Someone will probably find this to be a deficiency in the book, or at least a weakness, a failing, but both A Minor Storm and Black Gum are so densely realistic that it's hard to imagine these people responding any other way. I think it would even break the characters if they went off in a pro or anti Trump monologue or dialogue. Because when you're living day to day, surviving paycheck to paycheck, your life may literally depend on matters discussed in the national debate (healthcare, for one thing), but you literally just might not have the mental and emotional capacity to work 16 hours a day and give a shit about what people think about transgender bathrooms or the president mocking handicapped people.
If there's one problem I have with this book is that it ends where it seems like it's about to lift off.
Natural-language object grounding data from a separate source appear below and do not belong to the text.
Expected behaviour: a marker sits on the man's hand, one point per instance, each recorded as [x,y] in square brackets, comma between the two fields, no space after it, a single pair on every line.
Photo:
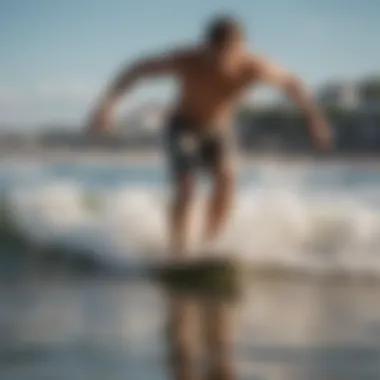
[270,73]
[101,120]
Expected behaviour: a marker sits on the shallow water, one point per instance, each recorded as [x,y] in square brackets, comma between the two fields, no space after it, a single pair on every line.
[320,219]
[100,329]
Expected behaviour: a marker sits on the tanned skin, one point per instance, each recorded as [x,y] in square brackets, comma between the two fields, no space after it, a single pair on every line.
[212,80]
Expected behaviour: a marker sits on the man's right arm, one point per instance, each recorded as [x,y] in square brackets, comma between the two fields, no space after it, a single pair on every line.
[269,73]
[169,64]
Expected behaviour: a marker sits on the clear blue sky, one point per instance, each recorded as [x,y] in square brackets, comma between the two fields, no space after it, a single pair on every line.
[57,54]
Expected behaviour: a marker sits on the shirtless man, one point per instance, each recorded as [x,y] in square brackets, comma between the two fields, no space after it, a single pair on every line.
[212,78]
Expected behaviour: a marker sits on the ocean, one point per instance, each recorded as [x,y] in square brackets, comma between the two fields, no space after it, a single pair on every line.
[76,237]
And this may be because I've mostly been reading books that are 500+ pages this year, but where the novel ends is where most of those accelerate narratively.
Still, this isn't a bad thing. Not every book needs to tell the complete story of a life. And when I think of this and Black Gum, I think of a snapshot of a time and place, mentally and physically. What came before and what comes after might be really interesting, but it's not really what the book is about, or what Osborne's trying to say. This isn't a grand narrative to transform your life. It's a moment, even if that moment last months. But it's a moment inside these people. It's harrowing and weird and funny (I burst out laughing at 2am to something in here) and kind of disconcerting. Disconcerting because sometimes there is no deeper message to people's lives.
Sometimes life is just what happens to you, or what you choose to do.
But, yeah, I just really enjoyed this. Couldn't put it down.